After finding an old unopened liquor bottle during spring cleaning, I investigated its origins.


Ivan Ivanovitch

Photo: Brandon Miyagi


I finally started some late spring cleaning around my apartment a few weeks ago. It’s amazing (or horrifying) how much stuff I accumulate. Though some trinkets have memories attached to them—matchbooks from restaurants long gone, novelty prizes won at Punahou Carnivals—a lot of it is really just junk. I figured the easiest thing to do was fill garbage bags with everything that wasn’t important to me. But then I saw an old unopened bottle filled with liquid. It looked to be many decades old and, although the word “Primo” was engraved on its side, it also bore the label “Ivan Ivanovitch brand vodka.”


I had never heard of Ivan Ivanovitch. Neither had longtime local private detective Steve Goodenow of He appraises artifacts, and when I asked him about my bottle, he told me that Primo beer had been brewed in Hawai‘i beginning in the early 1900s (at the former Royal Brewery building that still stands at 547 Queen St.), which means this bottle could be more than a century old.

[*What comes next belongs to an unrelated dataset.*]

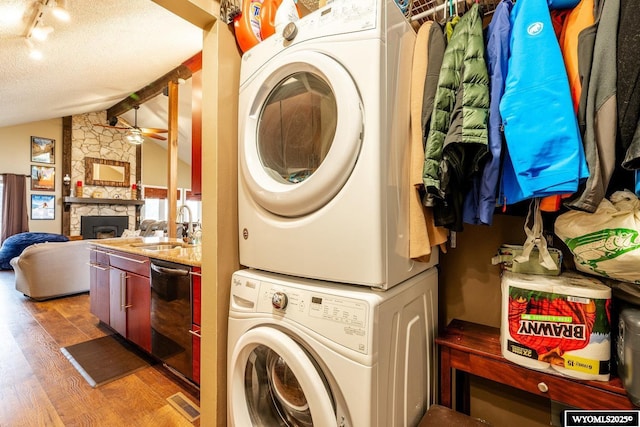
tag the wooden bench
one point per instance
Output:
(474, 349)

I also asked Hawai‘i Adjutant General Army Maj. Gen. Kenneth Hara, whom I had previously interviewed for a story about his own vintage glass bottle collection, if he knew anything about good ol’ Ivan. He didn’t, but he said that old distillers sometimes reused bottles. He introduced me to a Facebook group called “Old Hawai‘i Bottles & Collectibles,” filled with dozens of local aficionados, but none of them knew what to make of my find, either. The fact that there was still liquid inside, presumably vodka even though it was clearly a beer bottle, seemed to baffle everyone.


SEE ALSO: Sample All of Ko‘olau Distillery’s Local Liquor Offerings on a Tour in Kailua


It took me days to remember that I got the bottle from the former Liquor Collection at Ward Warehouse. I reached out to Art Koshi, whose family had owned the spirit shop for more than three decades. When it closed in 2016, I purchased an inflatable Guinness toucan decoration that hung in the store and Art’s father gave me the vodka as a bonus. “We were selling it as a collectible,” Art tells me. “My dad remembers this one because he had some trouble entering it into inventory. It was so obscure to him that he couldn’t trace it.”

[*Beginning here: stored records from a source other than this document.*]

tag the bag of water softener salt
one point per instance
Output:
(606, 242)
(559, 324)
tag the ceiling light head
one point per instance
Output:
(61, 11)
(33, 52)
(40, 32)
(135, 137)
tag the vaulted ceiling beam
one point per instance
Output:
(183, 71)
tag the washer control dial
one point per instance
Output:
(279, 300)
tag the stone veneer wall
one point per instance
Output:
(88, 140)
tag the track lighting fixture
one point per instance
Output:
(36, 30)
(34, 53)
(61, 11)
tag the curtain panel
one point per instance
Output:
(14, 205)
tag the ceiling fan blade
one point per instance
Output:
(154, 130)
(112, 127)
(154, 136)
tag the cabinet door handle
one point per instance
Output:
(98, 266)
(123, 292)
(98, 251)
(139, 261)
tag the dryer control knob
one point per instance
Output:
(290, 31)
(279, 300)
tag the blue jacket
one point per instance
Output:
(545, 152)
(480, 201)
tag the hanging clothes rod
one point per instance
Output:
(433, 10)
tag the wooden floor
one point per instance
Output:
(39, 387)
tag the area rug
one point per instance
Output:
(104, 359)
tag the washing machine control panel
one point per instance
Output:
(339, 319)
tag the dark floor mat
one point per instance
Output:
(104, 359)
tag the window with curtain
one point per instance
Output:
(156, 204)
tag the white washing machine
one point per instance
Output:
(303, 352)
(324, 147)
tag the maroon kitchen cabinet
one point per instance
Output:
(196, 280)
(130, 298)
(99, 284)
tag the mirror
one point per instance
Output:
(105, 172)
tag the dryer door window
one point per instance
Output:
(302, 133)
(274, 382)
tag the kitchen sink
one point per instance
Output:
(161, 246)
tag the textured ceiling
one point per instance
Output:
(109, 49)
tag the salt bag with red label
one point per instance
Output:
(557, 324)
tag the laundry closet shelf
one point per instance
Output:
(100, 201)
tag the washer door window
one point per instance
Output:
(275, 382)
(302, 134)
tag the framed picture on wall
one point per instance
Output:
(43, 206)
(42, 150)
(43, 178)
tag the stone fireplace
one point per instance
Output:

I knew the feeling. Luckily, a shot in the dark message to longtime Bishop Museum historian DeSoto Brown yielded answers.


During World War II, all types of stuff became difficult to get in Hawai‘i because of national war demands on manufacturing as well as supply chain and transportation (ahem) bottlenecks. Liquor was in high demand, Brown says, and so were the bottles it came in. The U.S. government granted a waiver for local liquor producers to reuse any bottles they could find, and some even offered small cash payments to people who turned them in. That’s likely how I ended up with this “Primo” vodka.

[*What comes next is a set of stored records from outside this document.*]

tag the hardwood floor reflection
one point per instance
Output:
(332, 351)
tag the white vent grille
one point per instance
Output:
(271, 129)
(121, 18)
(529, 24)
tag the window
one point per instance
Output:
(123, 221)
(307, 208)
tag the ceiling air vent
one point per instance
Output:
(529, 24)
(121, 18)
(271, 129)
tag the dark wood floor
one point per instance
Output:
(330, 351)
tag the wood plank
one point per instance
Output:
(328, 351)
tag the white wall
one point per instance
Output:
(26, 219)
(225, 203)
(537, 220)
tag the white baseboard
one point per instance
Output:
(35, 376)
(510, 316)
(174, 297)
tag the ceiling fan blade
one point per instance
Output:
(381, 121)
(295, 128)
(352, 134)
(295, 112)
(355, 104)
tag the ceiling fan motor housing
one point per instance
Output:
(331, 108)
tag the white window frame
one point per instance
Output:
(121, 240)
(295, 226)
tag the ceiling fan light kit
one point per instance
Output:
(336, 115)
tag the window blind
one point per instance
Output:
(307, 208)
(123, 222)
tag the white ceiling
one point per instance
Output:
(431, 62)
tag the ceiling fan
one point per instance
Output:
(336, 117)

Brown and another local historian, Iāsona Kaper, confirmed that “Ivan Ivanovitch” was a made-up name for any generic Russian man, like John Smith or John Doe for an American. Hawaiian Distilleries Ltd., which created this vodka, just slapped Ivan Ivanovitch on for branding.


“Hawai‘i WWII liquor still in an original bottle and with an authentic paper label is very rare,” Brown writes in an email. “Practically none of the actual items still exist … although the demand for it would be low since nobody would know what it is since its history is forgotten, as you discovered.”


Eh, that’s OK. I wasn’t trying to make a buck. I just didn’t want to throw away anything that actually meant something to me, which this bottle now does. Ivan is back on my shelf—along with a new story.